Relative frequency tells you what proportion of your data falls into a single category, while cumulative frequency tells you how many data points fall at or below a certain value. They answer fundamentally different questions: relative frequency asks “what share of the total does this category represent?” and cumulative frequency asks “how much of the data has accumulated up to this point?”
How Relative Frequency Works
Relative frequency takes the count for a single category and divides it by the total number of observations. If you surveyed 200 people about their favorite season and 54 said summer, the relative frequency for summer is 54 / 200 = 0.27, or 27%. Each category gets its own relative frequency, and when you add all of them together, they should equal 1.0 (or 100%). In practice, rounding can push the total to something like 1.001, which is normal.
The formula is straightforward: divide the frequency of a category (f) by the total number of data values (n). What makes relative frequency useful is that it converts raw counts into proportions, which lets you compare datasets of different sizes. A class of 30 students and a class of 500 students can be compared side by side once you express their grade distributions as relative frequencies rather than raw counts.

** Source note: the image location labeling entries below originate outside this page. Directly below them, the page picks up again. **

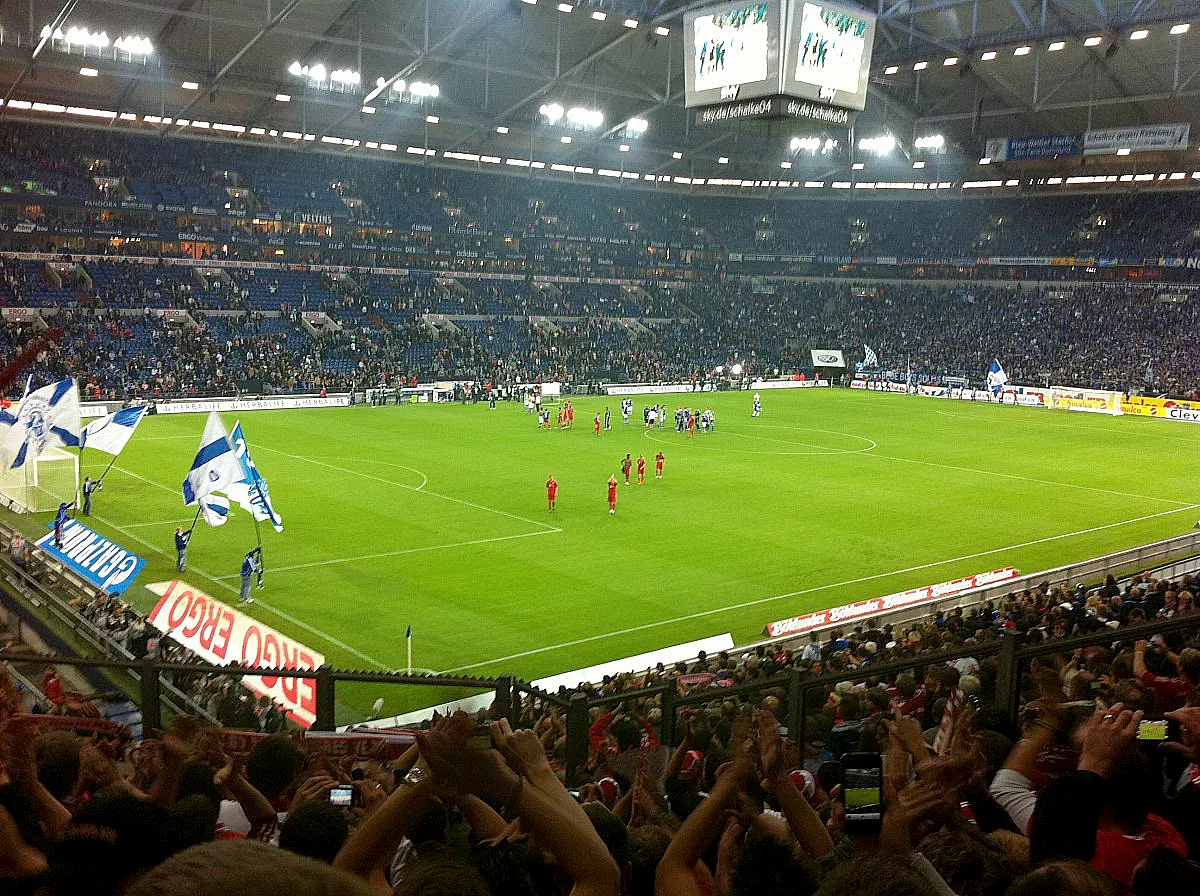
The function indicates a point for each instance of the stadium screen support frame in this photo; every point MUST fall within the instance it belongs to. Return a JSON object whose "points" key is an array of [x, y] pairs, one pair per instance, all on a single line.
{"points": [[775, 68]]}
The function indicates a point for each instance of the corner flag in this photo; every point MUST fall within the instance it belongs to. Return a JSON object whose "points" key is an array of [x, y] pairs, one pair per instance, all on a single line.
{"points": [[49, 414], [112, 432], [996, 377], [215, 467]]}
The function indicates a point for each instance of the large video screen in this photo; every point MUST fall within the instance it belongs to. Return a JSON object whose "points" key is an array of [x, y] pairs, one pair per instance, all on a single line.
{"points": [[828, 53], [733, 52]]}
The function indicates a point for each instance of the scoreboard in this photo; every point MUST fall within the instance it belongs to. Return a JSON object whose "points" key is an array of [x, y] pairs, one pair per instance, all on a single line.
{"points": [[807, 59]]}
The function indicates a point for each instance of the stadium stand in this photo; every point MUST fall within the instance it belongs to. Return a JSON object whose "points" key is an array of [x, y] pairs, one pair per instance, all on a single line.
{"points": [[1043, 741]]}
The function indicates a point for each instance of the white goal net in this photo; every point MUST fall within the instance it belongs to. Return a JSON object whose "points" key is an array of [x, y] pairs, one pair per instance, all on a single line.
{"points": [[41, 485]]}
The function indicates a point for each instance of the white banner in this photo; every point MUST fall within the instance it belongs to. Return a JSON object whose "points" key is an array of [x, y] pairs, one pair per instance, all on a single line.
{"points": [[221, 635], [827, 358], [1137, 139], [239, 404], [873, 607], [655, 388], [763, 384]]}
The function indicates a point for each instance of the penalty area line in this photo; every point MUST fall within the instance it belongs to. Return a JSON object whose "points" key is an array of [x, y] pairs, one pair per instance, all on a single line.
{"points": [[846, 583]]}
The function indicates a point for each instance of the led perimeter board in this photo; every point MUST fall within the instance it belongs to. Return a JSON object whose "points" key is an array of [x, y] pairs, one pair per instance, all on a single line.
{"points": [[807, 59]]}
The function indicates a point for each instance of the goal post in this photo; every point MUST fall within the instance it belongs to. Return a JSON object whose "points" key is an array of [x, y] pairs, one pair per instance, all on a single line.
{"points": [[42, 483]]}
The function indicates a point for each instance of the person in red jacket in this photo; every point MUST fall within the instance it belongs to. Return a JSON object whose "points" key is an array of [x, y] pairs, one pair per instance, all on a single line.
{"points": [[618, 731]]}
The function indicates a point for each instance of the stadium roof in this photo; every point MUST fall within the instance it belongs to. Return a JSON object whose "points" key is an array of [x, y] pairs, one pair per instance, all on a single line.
{"points": [[969, 70]]}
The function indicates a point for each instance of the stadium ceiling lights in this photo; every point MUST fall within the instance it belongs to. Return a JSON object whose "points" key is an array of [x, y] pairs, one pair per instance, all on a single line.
{"points": [[879, 145]]}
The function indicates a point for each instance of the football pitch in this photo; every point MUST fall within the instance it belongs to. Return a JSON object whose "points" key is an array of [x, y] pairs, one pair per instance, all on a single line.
{"points": [[436, 517]]}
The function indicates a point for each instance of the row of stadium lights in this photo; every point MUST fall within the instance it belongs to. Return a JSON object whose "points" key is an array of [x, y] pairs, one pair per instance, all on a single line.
{"points": [[607, 173], [601, 16], [1140, 34]]}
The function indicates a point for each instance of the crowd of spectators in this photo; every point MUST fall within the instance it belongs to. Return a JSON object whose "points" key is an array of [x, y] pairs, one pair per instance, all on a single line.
{"points": [[1063, 799], [241, 335]]}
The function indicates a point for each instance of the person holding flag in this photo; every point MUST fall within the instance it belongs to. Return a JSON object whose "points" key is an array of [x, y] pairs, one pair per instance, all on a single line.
{"points": [[60, 519], [996, 378], [251, 565], [181, 537]]}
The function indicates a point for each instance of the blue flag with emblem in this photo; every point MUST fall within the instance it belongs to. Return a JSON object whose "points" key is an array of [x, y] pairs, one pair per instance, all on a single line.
{"points": [[45, 416], [112, 432], [996, 377], [215, 468], [252, 493]]}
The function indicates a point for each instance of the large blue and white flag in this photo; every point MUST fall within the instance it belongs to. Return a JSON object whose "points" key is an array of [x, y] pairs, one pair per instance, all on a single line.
{"points": [[45, 416], [215, 509], [252, 493], [111, 433], [996, 377], [215, 467]]}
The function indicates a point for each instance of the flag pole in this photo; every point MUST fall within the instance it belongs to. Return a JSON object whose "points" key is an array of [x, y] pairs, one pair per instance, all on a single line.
{"points": [[107, 468]]}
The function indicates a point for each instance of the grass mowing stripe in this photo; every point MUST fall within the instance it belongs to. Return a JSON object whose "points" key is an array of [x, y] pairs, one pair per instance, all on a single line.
{"points": [[291, 618], [861, 579]]}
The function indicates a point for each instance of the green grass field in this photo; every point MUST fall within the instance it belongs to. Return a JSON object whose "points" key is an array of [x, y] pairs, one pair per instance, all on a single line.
{"points": [[436, 517]]}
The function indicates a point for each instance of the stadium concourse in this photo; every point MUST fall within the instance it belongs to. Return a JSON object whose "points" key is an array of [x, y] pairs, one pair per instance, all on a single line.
{"points": [[1044, 741]]}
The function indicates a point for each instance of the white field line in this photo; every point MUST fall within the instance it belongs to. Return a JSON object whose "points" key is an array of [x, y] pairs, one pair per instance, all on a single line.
{"points": [[399, 553], [547, 527], [329, 638], [846, 583]]}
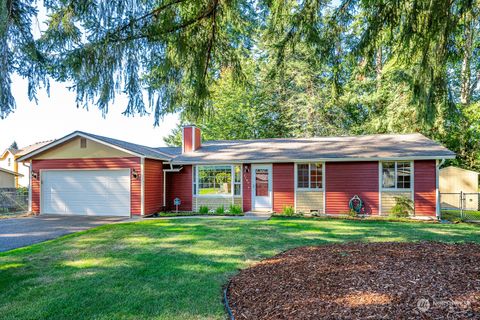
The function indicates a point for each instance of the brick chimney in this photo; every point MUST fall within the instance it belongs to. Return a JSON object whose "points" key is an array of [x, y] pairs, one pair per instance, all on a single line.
{"points": [[191, 138]]}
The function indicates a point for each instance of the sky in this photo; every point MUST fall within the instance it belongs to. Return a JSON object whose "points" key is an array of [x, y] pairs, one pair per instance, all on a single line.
{"points": [[57, 115]]}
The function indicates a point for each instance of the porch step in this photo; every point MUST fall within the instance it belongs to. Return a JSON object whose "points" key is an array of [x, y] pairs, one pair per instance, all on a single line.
{"points": [[260, 214]]}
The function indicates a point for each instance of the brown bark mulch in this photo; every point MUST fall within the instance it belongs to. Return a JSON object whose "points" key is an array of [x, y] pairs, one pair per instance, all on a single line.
{"points": [[426, 280]]}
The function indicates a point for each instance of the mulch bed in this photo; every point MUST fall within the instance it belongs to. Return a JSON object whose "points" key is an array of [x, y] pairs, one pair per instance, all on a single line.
{"points": [[426, 280]]}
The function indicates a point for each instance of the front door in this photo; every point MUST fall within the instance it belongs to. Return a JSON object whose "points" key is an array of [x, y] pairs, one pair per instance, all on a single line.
{"points": [[262, 187]]}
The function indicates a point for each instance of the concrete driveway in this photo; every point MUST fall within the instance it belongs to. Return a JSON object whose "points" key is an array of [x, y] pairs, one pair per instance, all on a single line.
{"points": [[21, 232]]}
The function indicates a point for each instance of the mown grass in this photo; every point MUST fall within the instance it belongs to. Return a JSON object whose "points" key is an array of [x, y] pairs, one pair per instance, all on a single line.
{"points": [[171, 269], [457, 215]]}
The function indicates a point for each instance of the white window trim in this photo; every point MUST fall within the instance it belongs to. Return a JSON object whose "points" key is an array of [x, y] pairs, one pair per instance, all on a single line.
{"points": [[309, 178], [224, 195], [395, 178]]}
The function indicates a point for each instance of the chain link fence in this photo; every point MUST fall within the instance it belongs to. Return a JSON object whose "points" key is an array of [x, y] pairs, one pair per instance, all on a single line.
{"points": [[460, 206], [13, 201]]}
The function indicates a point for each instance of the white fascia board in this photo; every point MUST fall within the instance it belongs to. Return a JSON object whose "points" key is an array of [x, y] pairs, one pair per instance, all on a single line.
{"points": [[207, 162]]}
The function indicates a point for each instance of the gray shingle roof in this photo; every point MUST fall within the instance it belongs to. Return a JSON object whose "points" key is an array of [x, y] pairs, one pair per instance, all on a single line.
{"points": [[380, 146], [158, 153]]}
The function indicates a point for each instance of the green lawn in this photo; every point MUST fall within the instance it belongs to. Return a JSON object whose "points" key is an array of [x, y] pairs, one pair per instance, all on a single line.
{"points": [[455, 215], [170, 269]]}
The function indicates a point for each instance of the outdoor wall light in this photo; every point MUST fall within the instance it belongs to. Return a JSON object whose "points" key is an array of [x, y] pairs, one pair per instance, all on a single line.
{"points": [[134, 174]]}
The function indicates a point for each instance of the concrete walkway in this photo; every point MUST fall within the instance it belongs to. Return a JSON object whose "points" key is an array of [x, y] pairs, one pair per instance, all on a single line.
{"points": [[245, 217], [21, 232]]}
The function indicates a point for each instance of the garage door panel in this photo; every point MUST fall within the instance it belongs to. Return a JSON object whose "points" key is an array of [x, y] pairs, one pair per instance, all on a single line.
{"points": [[86, 192]]}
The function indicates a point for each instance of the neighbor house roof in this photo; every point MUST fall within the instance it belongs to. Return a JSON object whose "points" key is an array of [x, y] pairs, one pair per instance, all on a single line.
{"points": [[368, 147], [11, 172], [32, 147], [458, 169], [136, 149]]}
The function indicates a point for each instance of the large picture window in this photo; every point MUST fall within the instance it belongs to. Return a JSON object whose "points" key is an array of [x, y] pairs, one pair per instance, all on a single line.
{"points": [[310, 176], [217, 180], [396, 175]]}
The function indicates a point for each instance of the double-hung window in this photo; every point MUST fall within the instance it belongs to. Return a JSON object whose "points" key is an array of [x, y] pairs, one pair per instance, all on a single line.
{"points": [[217, 180], [310, 176], [397, 175]]}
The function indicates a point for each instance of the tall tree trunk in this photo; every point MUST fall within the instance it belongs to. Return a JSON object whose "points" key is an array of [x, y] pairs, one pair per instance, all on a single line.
{"points": [[467, 55], [378, 65]]}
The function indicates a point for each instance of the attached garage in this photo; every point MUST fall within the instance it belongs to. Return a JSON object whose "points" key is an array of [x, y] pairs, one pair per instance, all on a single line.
{"points": [[86, 192], [85, 174]]}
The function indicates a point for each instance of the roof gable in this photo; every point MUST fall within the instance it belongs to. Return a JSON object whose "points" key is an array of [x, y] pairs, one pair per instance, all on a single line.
{"points": [[122, 146]]}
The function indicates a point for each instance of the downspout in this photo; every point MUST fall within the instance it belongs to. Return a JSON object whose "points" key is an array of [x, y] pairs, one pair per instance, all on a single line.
{"points": [[165, 181], [437, 189], [142, 189], [29, 185]]}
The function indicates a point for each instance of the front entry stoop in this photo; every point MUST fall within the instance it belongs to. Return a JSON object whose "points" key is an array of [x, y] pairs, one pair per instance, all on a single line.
{"points": [[259, 214]]}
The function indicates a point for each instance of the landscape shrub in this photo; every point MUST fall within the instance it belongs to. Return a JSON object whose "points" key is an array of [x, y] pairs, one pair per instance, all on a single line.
{"points": [[403, 207], [203, 210], [288, 211], [235, 209]]}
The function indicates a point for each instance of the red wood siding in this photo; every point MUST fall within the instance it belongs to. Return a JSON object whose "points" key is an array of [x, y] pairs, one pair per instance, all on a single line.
{"points": [[100, 163], [283, 186], [179, 184], [343, 180], [425, 187], [247, 188], [198, 138], [153, 186], [187, 139]]}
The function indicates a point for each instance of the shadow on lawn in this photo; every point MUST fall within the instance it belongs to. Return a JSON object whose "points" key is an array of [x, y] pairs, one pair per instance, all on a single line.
{"points": [[170, 269]]}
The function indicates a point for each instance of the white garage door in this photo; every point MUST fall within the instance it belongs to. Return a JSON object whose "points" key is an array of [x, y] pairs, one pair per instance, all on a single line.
{"points": [[86, 192]]}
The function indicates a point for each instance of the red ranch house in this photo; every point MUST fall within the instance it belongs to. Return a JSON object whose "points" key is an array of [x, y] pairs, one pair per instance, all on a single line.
{"points": [[86, 174]]}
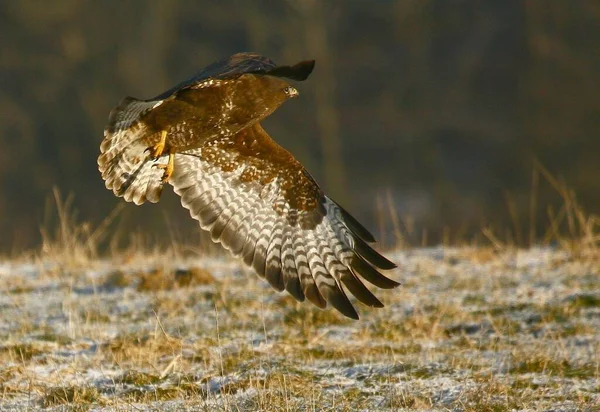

How Cumulative Frequency Works
Cumulative frequency is a running total. You start with the frequency of the first category, then add the second category’s frequency to it, then add the third, and so on. Each entry in a cumulative frequency column represents the total number of observations at or below that point.
Say you tracked how many hours you studied each day of the week: 1.5 on Monday, 2.25 on Tuesday, 2 on Wednesday, 1.75 on Thursday, 1.5 on Friday, 3.25 on Saturday, and 2.5 on Sunday. The cumulative frequency after Monday is 1.5 hours. After Tuesday, it’s 3.75. After Wednesday, 5.75. By Sunday, you reach 15 hours total. That final cumulative value always equals the total of all observations in the dataset.
Cumulative frequency is most useful when your data has a natural order, like test scores, ages, or time intervals. It lets you answer questions like “how many students scored 70 or below?” or “on how many days did fewer than 40 people visit?” In a real example from a 30-day climbing study at Lake Louise, cumulative frequency showed that on 11 of the 30 days, 39 or fewer people climbed the rocks.
Key Differences at a Glance
- What it measures: Relative frequency measures the proportion of data in one category. Cumulative frequency measures the running total of data up to and including a category.
- Output format: Relative frequency is a decimal or percentage (like 0.27 or 27%). Cumulative frequency is a whole number count that grows with each category.
- Final value: All relative frequencies sum to 1.0. The last cumulative frequency equals the total number of observations.
- Best for: Relative frequency is ideal for comparing proportions across groups. Cumulative frequency is ideal for determining how many values fall above or below a threshold.
Cumulative Relative Frequency: The Hybrid
There’s a third measure that combines both concepts. Cumulative relative frequency takes the cumulative frequency at each point and divides it by the total sample size. Instead of telling you that 26 out of 35 cars were priced below $8,341, it tells you that 74% of the cars were priced below that amount. The formula is simply cumulative frequency divided by n (the total number of observations).
This hybrid is especially practical when you want to make percentage-based statements about your data. “What percentage of students scored below 80?” is a cumulative relative frequency question. The final value in a cumulative relative frequency column is always 1.0 (or 100%), since by the last category you’ve accounted for every observation.
How They Look on a Graph
Relative frequency is typically displayed as a relative frequency histogram. It looks identical to a standard bar chart, but the vertical axis shows proportions or percentages instead of raw counts. You can quickly see which categories hold the largest share of your data.
Cumulative frequency uses a different type of graph called an ogive (pronounced “o-jive”). Instead of bars, an ogive plots points at the upper boundary of each class interval and connects them with a line. The line always slopes upward because the running total can only increase or stay flat. To build one, you start at the lowest class boundary with a cumulative frequency of zero, then plot each successive point. If you graph cumulative relative frequency on the vertical axis instead of raw counts, the ogive tops out at 1.0 and lets you read off percentages directly.
When to Use Each One
Use relative frequency when you want to understand the distribution of your data across categories, especially when comparing two datasets of different sizes. If you’re looking at survey results from two cities with different populations, converting to relative frequency puts both on equal footing.
Use cumulative frequency when you care about thresholds. It’s the right tool for questions like “how many orders shipped in under 3 days?” or “what percentage of test-takers scored below the passing mark?” Any time the question involves “at or below” (or “at or above”), cumulative frequency gives you the answer directly without requiring you to add up individual categories by hand.
In practice, frequency tables often include all three columns side by side: frequency, relative frequency, and cumulative frequency. Building the full table takes only a few extra calculations and gives you the flexibility to answer almost any question about how your data is distributed.